Volgende genre: Dubstep. Dubstep is vet, haters gaan haten. Ja ok, het klinkt alsof je laptop een orgie heeft met de staafmixer en een blikopener, maar toch. Heel internet vind het kennelijk nodig om te haten. Ik zeg dat dit puur te maken heeft met het feit dat het zo snel zo populair is geworden. Plots was het er, als een soort Mr. Bean die uit de lucht valt. Want mensen houden er niet van als er iets sneller populair wordt dan zijzelf. Jaloerse eikeltjes zijn we. Hou nou eens je bek dicht en wacht twee jaar tot het weer de underground in gaat en dan zullen we zien wie er nog naar dubstep luistert.
Want niks is zo wispelturig als de muziekindustrie. De ene dag ben je de meest geliefde artiest ooit en de volgende dag wordt je uitgekotst. Vreemd fenomeen.
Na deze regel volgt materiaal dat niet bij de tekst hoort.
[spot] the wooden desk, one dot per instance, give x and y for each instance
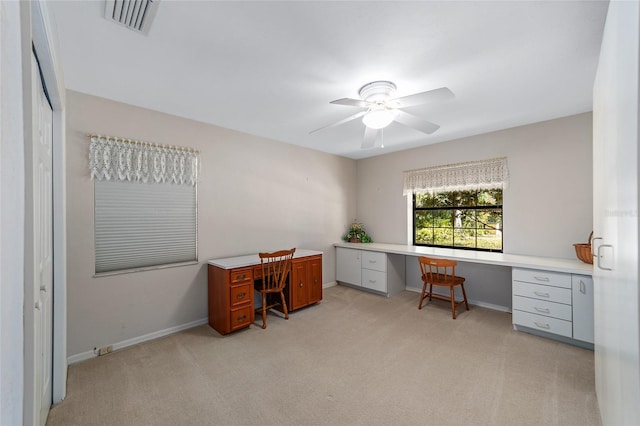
(231, 280)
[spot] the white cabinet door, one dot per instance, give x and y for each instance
(374, 280)
(348, 266)
(582, 308)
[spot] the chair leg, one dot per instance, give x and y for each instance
(453, 303)
(264, 310)
(464, 295)
(284, 306)
(422, 295)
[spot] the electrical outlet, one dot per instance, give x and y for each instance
(105, 350)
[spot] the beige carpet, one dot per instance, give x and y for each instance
(354, 359)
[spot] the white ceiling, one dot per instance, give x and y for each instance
(271, 68)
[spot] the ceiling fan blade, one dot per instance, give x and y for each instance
(344, 120)
(414, 122)
(370, 137)
(352, 102)
(436, 95)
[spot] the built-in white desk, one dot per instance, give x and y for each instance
(569, 266)
(549, 296)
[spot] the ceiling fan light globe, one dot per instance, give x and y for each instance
(378, 119)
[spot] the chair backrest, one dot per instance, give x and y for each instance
(437, 270)
(275, 268)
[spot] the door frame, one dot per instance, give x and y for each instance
(43, 38)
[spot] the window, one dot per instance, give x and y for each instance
(460, 219)
(458, 205)
(145, 204)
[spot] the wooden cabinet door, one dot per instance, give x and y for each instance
(315, 279)
(299, 283)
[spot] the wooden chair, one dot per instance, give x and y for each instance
(441, 273)
(276, 267)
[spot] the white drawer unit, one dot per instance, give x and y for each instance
(542, 292)
(542, 307)
(553, 303)
(542, 323)
(371, 270)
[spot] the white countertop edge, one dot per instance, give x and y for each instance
(253, 259)
(573, 266)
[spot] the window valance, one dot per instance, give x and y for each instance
(118, 159)
(484, 174)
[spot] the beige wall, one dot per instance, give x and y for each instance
(257, 194)
(254, 194)
(547, 206)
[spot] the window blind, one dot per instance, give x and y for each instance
(140, 225)
(145, 204)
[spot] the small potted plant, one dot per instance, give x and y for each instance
(357, 234)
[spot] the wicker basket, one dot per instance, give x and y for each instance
(583, 251)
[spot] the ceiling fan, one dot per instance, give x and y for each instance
(382, 109)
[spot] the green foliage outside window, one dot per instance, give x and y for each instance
(459, 219)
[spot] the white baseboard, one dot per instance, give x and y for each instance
(83, 356)
(472, 302)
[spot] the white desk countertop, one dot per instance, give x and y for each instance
(253, 259)
(573, 266)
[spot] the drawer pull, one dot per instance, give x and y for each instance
(542, 325)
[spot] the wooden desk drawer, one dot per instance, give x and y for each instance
(542, 292)
(374, 260)
(542, 323)
(241, 317)
(240, 276)
(556, 279)
(240, 294)
(542, 307)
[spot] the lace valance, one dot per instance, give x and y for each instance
(484, 174)
(118, 159)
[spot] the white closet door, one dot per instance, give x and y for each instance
(615, 213)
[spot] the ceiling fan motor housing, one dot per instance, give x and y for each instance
(377, 91)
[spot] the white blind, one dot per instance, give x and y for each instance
(140, 225)
(145, 203)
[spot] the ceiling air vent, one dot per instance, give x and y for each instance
(137, 15)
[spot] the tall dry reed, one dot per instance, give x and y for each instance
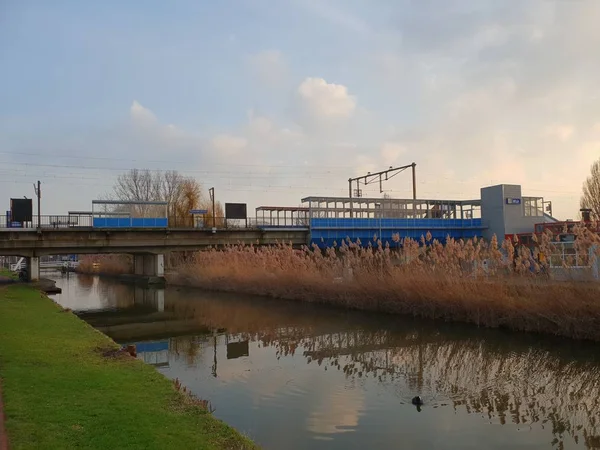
(486, 283)
(105, 264)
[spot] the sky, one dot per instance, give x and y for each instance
(271, 101)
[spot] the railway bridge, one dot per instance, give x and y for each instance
(147, 245)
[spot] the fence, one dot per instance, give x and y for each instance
(185, 222)
(50, 221)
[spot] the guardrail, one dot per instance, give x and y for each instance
(185, 222)
(51, 221)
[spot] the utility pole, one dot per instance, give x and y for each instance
(211, 191)
(378, 177)
(38, 192)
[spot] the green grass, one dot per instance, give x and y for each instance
(7, 273)
(60, 392)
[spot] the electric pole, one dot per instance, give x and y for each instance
(38, 192)
(380, 177)
(211, 191)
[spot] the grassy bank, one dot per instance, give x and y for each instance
(467, 281)
(65, 387)
(5, 273)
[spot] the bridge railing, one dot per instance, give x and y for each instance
(49, 221)
(185, 222)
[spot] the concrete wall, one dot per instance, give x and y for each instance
(492, 211)
(502, 218)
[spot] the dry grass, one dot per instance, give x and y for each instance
(105, 264)
(474, 281)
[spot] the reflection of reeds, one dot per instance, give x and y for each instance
(470, 281)
(509, 377)
(105, 264)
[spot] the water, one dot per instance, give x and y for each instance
(299, 376)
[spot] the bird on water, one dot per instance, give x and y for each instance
(417, 401)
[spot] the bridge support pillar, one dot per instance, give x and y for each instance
(149, 265)
(33, 268)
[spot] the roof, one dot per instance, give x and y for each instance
(389, 200)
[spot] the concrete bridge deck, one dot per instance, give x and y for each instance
(35, 243)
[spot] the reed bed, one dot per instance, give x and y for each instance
(485, 283)
(112, 264)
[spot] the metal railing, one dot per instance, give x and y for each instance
(185, 222)
(51, 221)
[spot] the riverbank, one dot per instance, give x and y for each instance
(462, 282)
(65, 385)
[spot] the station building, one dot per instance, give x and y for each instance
(501, 210)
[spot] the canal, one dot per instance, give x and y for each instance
(300, 376)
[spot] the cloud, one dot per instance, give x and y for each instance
(141, 115)
(324, 101)
(227, 145)
(562, 132)
(390, 152)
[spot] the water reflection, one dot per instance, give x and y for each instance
(301, 376)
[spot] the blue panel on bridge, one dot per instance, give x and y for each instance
(326, 232)
(124, 222)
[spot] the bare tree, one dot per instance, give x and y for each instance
(181, 193)
(590, 199)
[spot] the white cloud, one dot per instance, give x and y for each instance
(141, 115)
(390, 152)
(325, 100)
(228, 145)
(562, 132)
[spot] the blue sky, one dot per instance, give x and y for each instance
(271, 101)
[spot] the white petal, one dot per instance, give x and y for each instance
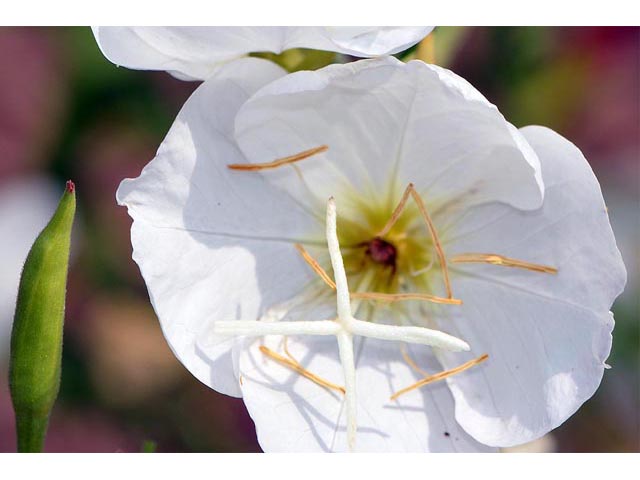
(195, 52)
(294, 414)
(387, 124)
(358, 41)
(547, 336)
(212, 244)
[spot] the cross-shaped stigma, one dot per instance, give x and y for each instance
(344, 328)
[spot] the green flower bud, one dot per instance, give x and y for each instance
(36, 338)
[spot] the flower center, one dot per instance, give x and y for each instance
(382, 252)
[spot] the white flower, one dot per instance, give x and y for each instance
(194, 53)
(229, 226)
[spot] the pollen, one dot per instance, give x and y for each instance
(280, 161)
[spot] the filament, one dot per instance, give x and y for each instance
(296, 367)
(313, 263)
(494, 259)
(410, 190)
(280, 161)
(440, 376)
(397, 297)
(383, 297)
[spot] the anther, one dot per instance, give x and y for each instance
(494, 259)
(280, 161)
(296, 367)
(440, 376)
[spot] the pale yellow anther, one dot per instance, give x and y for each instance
(440, 376)
(501, 260)
(280, 161)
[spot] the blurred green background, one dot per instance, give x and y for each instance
(66, 112)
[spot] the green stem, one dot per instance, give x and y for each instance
(31, 430)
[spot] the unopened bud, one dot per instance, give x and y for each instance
(36, 338)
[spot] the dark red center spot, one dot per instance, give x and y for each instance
(382, 252)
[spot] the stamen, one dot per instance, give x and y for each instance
(313, 263)
(279, 162)
(397, 297)
(503, 261)
(440, 376)
(410, 190)
(407, 358)
(436, 240)
(384, 297)
(295, 366)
Ik vraag me af of ik nog wel als metalhead gezien kan worden. Ik luister immers naar (classic) hardrock, blues, old-school rap, dubstep, industrial, klassiek, EDM, drum & bass, jaren '80 popmuziek, elektronische muziek (Kraftwerk, je weet die shit is vet), HxCx en weet ik veel wat nog meer. En ABBA. Want ABBA is baasch. Ben ik dan een metalhead? Als het antwoord nee is, prima. Als metalhead zijn betekent dat ik niet meer naar andere muziek mag luisteren wil ik het niet eens zijn. Zolang ik maar mag zeiken op de maatschappij.